Although it is possible that respondents could misinterpret the severity of the lesions depicted in the radiographic images, it is unlikely that such misinterpretation could occur differentially by the explanatory variables examined in this study. Thus, the differences in willingness to intervene restoratively are likely reflections of true differences in dentists’ beliefs about what represents the appropriate point in lesion progression to initiate such treatment.
Studies have reported that restorative thresholds which have been reported to be used by dentists may actually be poorly correlated with the number of positive treatment decisions actually made (54).
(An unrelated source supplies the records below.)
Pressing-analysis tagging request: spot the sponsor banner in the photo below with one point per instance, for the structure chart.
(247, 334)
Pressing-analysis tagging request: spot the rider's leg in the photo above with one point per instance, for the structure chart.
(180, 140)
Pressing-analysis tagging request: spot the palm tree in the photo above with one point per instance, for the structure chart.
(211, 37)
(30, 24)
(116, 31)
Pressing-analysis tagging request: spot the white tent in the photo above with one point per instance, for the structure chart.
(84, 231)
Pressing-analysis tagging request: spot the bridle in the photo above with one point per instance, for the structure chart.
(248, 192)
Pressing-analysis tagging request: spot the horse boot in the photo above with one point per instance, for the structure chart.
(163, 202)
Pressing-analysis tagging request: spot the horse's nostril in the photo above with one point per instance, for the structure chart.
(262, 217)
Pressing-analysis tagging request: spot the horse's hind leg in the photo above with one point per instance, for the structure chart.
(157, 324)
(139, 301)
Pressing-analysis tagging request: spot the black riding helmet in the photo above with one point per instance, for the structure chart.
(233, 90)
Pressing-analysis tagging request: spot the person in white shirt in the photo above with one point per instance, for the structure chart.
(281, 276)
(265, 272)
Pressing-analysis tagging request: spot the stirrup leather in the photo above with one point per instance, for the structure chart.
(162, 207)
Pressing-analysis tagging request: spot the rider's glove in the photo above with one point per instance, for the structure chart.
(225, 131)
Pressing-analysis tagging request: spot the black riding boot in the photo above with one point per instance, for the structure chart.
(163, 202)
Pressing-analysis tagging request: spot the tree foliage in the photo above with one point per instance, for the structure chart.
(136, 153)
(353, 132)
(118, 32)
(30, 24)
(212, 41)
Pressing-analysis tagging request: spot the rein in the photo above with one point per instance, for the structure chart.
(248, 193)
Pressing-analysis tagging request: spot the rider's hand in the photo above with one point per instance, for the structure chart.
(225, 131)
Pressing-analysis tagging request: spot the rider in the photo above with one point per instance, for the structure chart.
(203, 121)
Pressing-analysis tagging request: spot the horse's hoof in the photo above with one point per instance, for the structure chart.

Dentists’ perceptions of dental caries depth using bitewing radiographs play a major but variable role in their restorative decisions for interproximal tooth surfaces (6, 7, 55). Therefore, the results of the current study should be interpreted with caution as it relies on the information provided by dentists at the time that they answered of the survey and not at the actual treatment time.
The differences in response by dentists regarding restorative treatment threshold might also be related to interplay of several other reasons which are summarized below. The most prominent difference regarding restorative treatment threshold was related to the type of practice and the DPBRN region. Dentists participating in solo or small group private practice were more likely to intervene surgically when lesions were present in enamel, but had not yet penetrated into the dentin than dentists who participate in large group practices or public health practices. In solo or small group private practices, operational and management considerations may be at their strongest compared to LGP and PHP, and therefore more strongly influence treatment choices. If practice revenues and costs are functions of the number and type of procedures being done, practices that solely depend on these variables may be more likely to endorse procedures that incur higher fees. Therefore, dentists participating in this type of practice may feel incentivized to restore enamel lesions that could otherwise be treated with preventive management. Most of the dentists in the AL/MS and FL/GA regions are solo or belong to small group private practices. Dentists participating in MN and PDA regions, however, primarily belong to large group practices, such as the Health Partners Dental Group and the Permanente Dental Associates, both of which have a fixed base salary and annual individual incentive programs. Although dentists in large group practices may have production or revenue incentives, these are not their main source of income. Therefore, dentists are not solely reimbursed based on the number of procedures and may feel less incentivized to intervene at the earliest stage of the disease process when it has the potential to be reversible. Additionally, dentists participating in large group practices might in an environment in which assessment of caries risk and standardization of diagnosis and treatment of interproximal caries is more consistent across all dentists in the group. The current study corroborates this thought by showing that dentists from the MN and PDA regions assessed caries risk significantly more than dentists from the AL/MS and FL/GA regions.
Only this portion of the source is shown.